A good example is handling the challenges inherent in global expansion—challenges many large companies are experiencing, including Cigna, Murabito says: “Our business outside of the U.S. is our biggest growth engine, and we have to make sure we have people working at the company who are capable of leading a global business outside the U.S. That tells us in HR we have to develop people with global skills and a global mindset.”
Such leaders would be people who are comfortable working with those who have different perspectives, who might come from different backgrounds, Murabito says. These would be people who don’t have a uniform view of the world and who are open to different ways of doing things. They also need to be on top of the varied employee laws and regulations throughout their markets.
“To make sure our people are properly trained, we have to be better at sharing our knowledge within the U.S. and outside the U.S.—we have to be more collaborative as a company,” Murabito says. “HR can affect this through recruiting, development, and team building. That’s one example of being proactive around a key business strategy.”
Another challenge for many companies, including Cigna, is developing a deeper bench of IT professionals who possess years of expertise, particularly of internal systems, to take on leadership roles once senior IT professionals retire, Murabito says. At Cigna, Murabito’s HR team is ensuring its IT function remains robust through its university graduate recruitment, talent development, and succession planning activities.

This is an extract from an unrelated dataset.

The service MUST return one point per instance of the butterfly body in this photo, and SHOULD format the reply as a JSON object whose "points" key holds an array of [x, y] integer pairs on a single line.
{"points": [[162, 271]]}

Cigna has had success outsourcing its key HR transactional services functions, including employee self-service, manager self-service, performance management, goal-setting, compensation, administration and benefits management, as well as some basic employee relations activities, Murabito says. The firm’s partner has primarily been IBM, but Cigna has also outsourced some of its training activities to General Physics. Currently, Cigna is transitioning to ACS as its primary outsourcer.
“As we go into 2012, the next chapter of our outsourcing is going global,” Murabito says.
Overall, outsourcing has proven to be a challenge for a fair number of companies, but most of that has been for internal reasons, and not because of the capabilities and/or limits of the outsourcing firms. “Usually, when companies invest in outsourcing, it can be more efficient, more strategic, and more cost-effective, but many companies have not been able to achieve that vision,” Murabito says. “It takes discipline to actually have fewer generalists within your organization, and it’s just been a tough transition for many companies.”
The root of the problem, he says, is getting both employees and management to truly accept a self-service environment, rather than the historical hands-on assistance from HR staff.
“Some companies have had a hard time with the change,” he says. “I’m sure there’s been some issues with the effectiveness of outsourcers, but the bigger issues have been within the companies themselves.”
Perhaps a more fundamental way to look at outsourcing is in terms of its everyday functionality, Murabito says. “I think some people mistake it as a strategy, but it’s a tool you use within your functions to get things done for your company,” he says. “It’s no different from how you run succession planning, recruitment, or training.”